Advanced Prostate Cancer: Research Update

Medically Reviewed by Brunilda Nazario, MD on October 08, 2021
3 min read

New treatments and new combinations of them are giving men with advanced prostate cancer more help than ever.

“Never before have we had such a wide array of options,” says Neha Vapiwala, MD, associate professor of radiation oncology at the Hospital of the University of Pennsylvania.

The FDA has approved new anti-androgen medications. These drugs stop your prostate cancer tumors from growing by bringing testosterone levels down. That starves prostate cancer cells of the fuel they need.

These new medicines include:

  • Abiraterone acetate (Zytiga)
  • Apalutamide (Erleada)
  • Enzalutamide (Xtandi)

Apalutamide and enzalutamide are androgen receptor (AR) inhibitors that go to work outside the cells.
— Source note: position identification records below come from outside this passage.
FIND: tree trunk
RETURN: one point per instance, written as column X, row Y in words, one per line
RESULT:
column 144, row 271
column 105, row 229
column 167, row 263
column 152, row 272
Abiraterone acetate is a CYP17 inhibitor that slows production of androgens inside the cells. Research has shown how well these drugs can delay cancer growth, in many cases by years.

These newer drugs were first approved for use only after other treatments stopped working. Research now suggests that using them earlier can help.

Lawrence Fong, MD, leader of the Cancer Immunotherapy Program at the UCSF Helen Diller Family Comprehensive Cancer Center, says these drugs are now being used along with something called androgen deprivation therapy (ADT) rather than just waiting for ADT to stop working.

Androgen deprivation therapy cuts off the supply of the male androgen hormones that prostate tumors use for fuel. It’s thought of as a form of chemical castration. When these drugs stop working, your cancer is called “castration resistant.” 

Research shows that using enzalutamide or abiraterone acetate along with ADT lowered the chances of the cancer spreading or death compared to ADT alone.

“It demonstrates you don’t have to use things in sequence. You can use them in combination and you can use them early on,” Vapiwala says.

“We don’t have to wait for one treatment to fail to start another.”

New pairings of approved therapies that improve prostate cancer treatment are also in use, including:

  • A combination of radiation therapy and androgen deprivation therapy for men with recurrent prostate cancer.
  • Giving the chemotherapy drug docetaxel (Taxotere) along with ADT.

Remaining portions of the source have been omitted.